United States v. CFPB

By David Reiss

photo by AgnosticPreachersKid

United States Court of Appeals for the District of Columbia Circuit, E. Barrett Prettyman Federal Courthouse

The Trump Administration has filed an amicus brief in PHH Corp. v. CFPB. The case is schedule for an en banc hearing in May. The filing is particularly newsworthy because the Trump Administration is siding with PHH, a mortgage lender, against the CFPB, a federal agency. The Trump Administration summarizes its position as follows:

In 2010, Congress created the Consumer Financial Protection Bureau (CFPB) as part of the Dodd-Frank Act, giving the CFPB authority to enforce U.S. consumer-protection laws that had previously been administered by seven different government agencies, as well as new provisions added by Dodd-Frank itself. See 12 U.S.C. § 5581(b). The CFPB is headed by a single Director who is appointed by the President, with the advice and consent of the Senate, for a term of five years, id. § 5491(b), (c)(1), and who may be removed by the President only for “inefficiency, neglect of duty, or malfeasance in office,” id. § 5491(c)(3).

The panel in this case held that this “for cause” removal provision violates the constitutional separation of powers. Op. 9-10. The panel explained—and neither party disputes—that, as a general matter, the President has “Article II authority to supervise, direct, and remove at will subordinate [principal] officers in the Executive Branch” in order to exercise his vested power and duty to faithfully execute the laws. Op. 4. The panel recognized as well that Humphrey’s Executor v. United States, 295 U.S. 602, 629 (1935), established an exception to that rule, holding that Congress may “forbid [the] removal except for cause” of members of the Federal Trade Commission (FTC)—a holding that has been understood to cover members of other multi-member regulatory commissions that share certain features and functions with the FTC. Op. 4.

The principal constitutional question in this case is whether the exception to the President’s removal authority recognized in Humphrey’s Executor should be extended by this Court beyond multi-member regulatory commissions to an agency headed by a single Director. While we do not agree with all of the reasoning in the panel’s opinion, the United States agrees with the panel’s conclusion that single-headed agencies are meaningfully different from the type of multi-member regulatory commission addressed in Humphrey’s Executor.

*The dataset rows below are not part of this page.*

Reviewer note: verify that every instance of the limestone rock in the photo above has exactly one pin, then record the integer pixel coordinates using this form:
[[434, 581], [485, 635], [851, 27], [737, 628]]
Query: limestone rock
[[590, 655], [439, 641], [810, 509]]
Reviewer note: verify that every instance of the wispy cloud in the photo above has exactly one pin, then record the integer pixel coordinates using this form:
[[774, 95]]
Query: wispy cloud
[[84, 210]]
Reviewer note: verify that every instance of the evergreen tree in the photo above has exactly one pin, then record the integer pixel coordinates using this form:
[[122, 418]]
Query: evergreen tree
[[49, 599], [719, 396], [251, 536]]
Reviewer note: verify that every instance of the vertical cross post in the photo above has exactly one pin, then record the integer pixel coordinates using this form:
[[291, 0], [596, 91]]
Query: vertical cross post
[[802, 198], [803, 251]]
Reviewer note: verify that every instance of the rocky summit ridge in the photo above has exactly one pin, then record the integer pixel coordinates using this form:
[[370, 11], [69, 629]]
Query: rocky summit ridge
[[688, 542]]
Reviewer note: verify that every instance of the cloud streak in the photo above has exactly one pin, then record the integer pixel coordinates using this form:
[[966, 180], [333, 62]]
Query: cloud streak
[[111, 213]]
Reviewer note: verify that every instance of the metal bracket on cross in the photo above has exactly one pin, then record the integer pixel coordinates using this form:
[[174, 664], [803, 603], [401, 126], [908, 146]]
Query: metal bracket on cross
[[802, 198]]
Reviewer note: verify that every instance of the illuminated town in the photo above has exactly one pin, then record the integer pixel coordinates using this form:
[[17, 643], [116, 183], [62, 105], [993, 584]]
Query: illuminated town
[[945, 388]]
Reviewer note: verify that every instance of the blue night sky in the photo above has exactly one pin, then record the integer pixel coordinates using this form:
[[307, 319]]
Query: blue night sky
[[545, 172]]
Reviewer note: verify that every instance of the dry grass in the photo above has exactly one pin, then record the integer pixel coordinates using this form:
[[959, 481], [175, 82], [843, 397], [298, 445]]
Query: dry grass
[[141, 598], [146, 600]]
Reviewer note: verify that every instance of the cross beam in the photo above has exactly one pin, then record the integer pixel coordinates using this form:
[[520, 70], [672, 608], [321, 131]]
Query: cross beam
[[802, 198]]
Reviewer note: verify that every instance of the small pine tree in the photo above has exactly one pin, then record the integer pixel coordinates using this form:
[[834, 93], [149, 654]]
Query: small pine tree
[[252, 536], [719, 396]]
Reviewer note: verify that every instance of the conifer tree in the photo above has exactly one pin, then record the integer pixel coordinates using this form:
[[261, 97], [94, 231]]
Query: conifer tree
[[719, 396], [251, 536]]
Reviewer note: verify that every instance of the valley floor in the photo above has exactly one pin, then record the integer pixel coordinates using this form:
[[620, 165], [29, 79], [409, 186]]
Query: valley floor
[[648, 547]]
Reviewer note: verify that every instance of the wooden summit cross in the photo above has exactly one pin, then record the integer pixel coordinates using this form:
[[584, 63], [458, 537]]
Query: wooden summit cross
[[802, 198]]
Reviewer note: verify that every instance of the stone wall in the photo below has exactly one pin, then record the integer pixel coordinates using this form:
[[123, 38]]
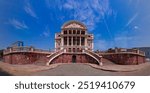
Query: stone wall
[[80, 58], [125, 59], [25, 58]]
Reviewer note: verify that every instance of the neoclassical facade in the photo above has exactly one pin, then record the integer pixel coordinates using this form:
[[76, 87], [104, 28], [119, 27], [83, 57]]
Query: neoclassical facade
[[72, 45], [73, 37]]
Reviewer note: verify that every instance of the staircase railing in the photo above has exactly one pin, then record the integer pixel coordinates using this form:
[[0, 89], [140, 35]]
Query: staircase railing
[[94, 55], [54, 55]]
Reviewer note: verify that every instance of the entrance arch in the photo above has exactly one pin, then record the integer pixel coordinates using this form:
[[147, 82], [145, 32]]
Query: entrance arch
[[74, 59]]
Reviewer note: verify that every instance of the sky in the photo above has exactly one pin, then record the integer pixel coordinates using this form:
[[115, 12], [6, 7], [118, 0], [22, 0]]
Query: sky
[[114, 23]]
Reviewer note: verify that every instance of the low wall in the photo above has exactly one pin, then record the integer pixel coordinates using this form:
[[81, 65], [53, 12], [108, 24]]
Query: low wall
[[126, 59], [80, 58], [25, 58]]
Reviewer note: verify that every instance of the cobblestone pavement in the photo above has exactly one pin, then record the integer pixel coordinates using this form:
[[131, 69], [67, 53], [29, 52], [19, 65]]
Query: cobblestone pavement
[[77, 69]]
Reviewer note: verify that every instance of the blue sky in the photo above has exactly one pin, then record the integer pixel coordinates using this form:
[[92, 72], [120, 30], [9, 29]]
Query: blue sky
[[114, 23]]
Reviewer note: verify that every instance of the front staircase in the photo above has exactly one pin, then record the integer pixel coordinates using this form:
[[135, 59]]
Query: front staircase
[[54, 55]]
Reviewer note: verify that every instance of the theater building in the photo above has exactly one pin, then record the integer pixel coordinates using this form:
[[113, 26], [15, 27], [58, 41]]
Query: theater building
[[73, 44]]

The Supreme Court’s analysis in Humphrey’s Executor was premised on the nature of the FTC as a continuing deliberative body, composed of several members with staggered terms to maintain institutional expertise and promote a measure of stability that would not be immediately undermined by political vicissitudes. A single-headed agency, of course, lacks those critical structural attributes that have been thought to justify “independent” status for multi-member regulatory commissions. Moreover, because a single agency head is unchecked by the constraints of group decision-making among members appointed by different Presidents, there is a greater risk that an “independent” agency headed by a single person will engage in extreme departures from the President’s executive policy. And as the panel recognized, while multi-member regulatory commissions sharing the characteristics of the FTC discussed in Humphrey’s Executor have existed for over a century, limitations on the President’s authority to remove a single agency head are a recent development to which the Executive Branch has consistently objected.

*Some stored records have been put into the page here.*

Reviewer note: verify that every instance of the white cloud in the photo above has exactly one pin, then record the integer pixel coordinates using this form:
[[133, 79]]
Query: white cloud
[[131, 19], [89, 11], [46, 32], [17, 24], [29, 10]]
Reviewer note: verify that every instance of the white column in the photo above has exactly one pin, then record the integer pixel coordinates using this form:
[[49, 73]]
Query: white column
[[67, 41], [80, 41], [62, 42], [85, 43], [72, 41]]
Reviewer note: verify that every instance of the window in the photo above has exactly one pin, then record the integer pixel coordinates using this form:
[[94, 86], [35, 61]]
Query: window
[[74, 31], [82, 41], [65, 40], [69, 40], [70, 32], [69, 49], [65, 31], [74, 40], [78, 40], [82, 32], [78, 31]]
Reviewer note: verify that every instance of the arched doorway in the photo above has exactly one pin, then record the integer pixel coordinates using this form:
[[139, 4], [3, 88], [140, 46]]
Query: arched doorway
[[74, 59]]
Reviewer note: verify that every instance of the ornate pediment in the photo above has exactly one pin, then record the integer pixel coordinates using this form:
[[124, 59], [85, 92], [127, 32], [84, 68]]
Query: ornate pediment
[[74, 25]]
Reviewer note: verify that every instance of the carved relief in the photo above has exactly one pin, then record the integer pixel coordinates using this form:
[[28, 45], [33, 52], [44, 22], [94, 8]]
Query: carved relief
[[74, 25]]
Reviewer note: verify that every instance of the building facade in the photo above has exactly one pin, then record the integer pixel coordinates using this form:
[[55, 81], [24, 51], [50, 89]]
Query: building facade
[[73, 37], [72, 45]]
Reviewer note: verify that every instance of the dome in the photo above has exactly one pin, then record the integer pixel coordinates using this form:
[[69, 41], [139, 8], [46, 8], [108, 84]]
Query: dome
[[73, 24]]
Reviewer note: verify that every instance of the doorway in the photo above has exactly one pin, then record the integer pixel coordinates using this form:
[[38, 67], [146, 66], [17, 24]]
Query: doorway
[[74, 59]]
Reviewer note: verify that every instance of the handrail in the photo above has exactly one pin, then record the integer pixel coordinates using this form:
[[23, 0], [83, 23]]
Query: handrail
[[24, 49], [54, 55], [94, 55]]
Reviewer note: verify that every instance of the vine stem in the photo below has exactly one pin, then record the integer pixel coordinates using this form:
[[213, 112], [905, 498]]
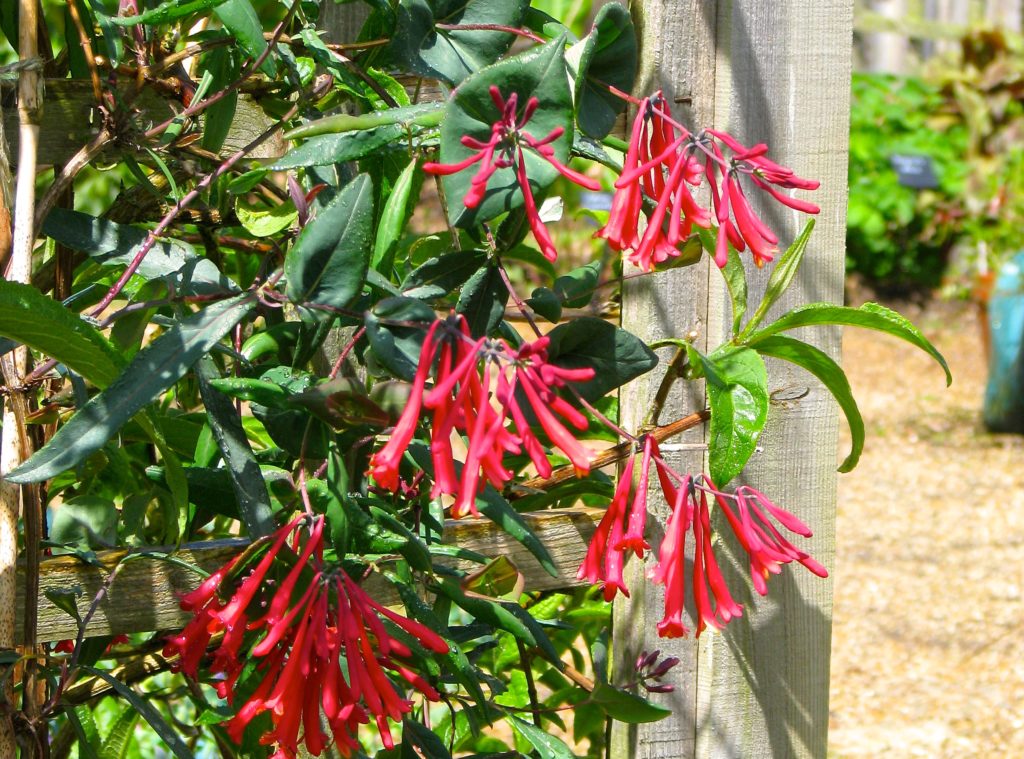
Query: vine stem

We therefore urge the Court to decline to extend the exception recognized in Humphrey’s Executor in this case. (1-2)

This is of course an obscure argument about administrative law jurisprudence, but it also has serious real world consequences. I have previously argued that the panel reached the wrong result in this case and I think that the en banc Court will overturn it.

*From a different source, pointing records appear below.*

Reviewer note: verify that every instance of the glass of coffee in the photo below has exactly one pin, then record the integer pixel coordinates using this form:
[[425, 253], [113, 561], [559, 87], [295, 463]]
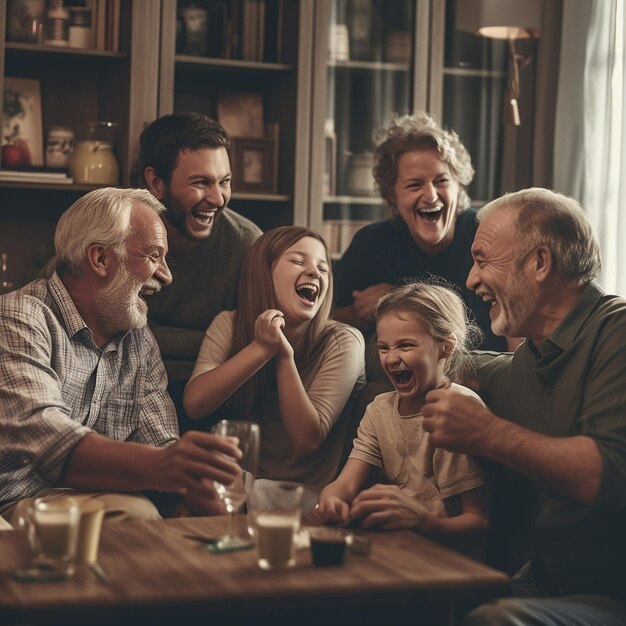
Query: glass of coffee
[[52, 525], [275, 510]]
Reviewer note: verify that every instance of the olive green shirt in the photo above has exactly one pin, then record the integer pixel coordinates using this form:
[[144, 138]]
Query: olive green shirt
[[574, 383]]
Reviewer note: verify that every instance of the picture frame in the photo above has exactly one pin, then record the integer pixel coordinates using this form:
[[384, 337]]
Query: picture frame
[[22, 128], [253, 162], [241, 114]]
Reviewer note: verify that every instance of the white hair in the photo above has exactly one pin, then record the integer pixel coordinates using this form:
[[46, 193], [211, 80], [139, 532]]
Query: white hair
[[99, 217]]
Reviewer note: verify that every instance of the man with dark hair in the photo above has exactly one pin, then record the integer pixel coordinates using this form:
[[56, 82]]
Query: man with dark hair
[[556, 428], [184, 162]]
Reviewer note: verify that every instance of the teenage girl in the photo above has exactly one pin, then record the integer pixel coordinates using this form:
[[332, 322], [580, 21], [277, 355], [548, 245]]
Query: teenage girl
[[422, 334], [281, 361]]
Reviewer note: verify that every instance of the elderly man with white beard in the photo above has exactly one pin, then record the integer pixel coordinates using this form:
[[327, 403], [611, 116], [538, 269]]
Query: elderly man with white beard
[[83, 400], [555, 430]]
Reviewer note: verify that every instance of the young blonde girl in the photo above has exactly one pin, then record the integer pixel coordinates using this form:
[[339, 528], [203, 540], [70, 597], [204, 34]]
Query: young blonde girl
[[281, 361], [422, 333]]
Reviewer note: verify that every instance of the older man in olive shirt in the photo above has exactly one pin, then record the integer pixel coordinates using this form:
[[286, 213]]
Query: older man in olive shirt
[[558, 410]]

This amicus brief does not add too much to the reasoning in Judge Kavanaugh’s majority opinion in PHH v. CFPB, although it does flesh out one important argument that it made. The brief provides some support for the position that multi-member commissions are better suited to run independent agencies than single directors. But while it makes the case that single director agencies may not be the best choice for agency design, it does not make the case that it is an unconstitutional one.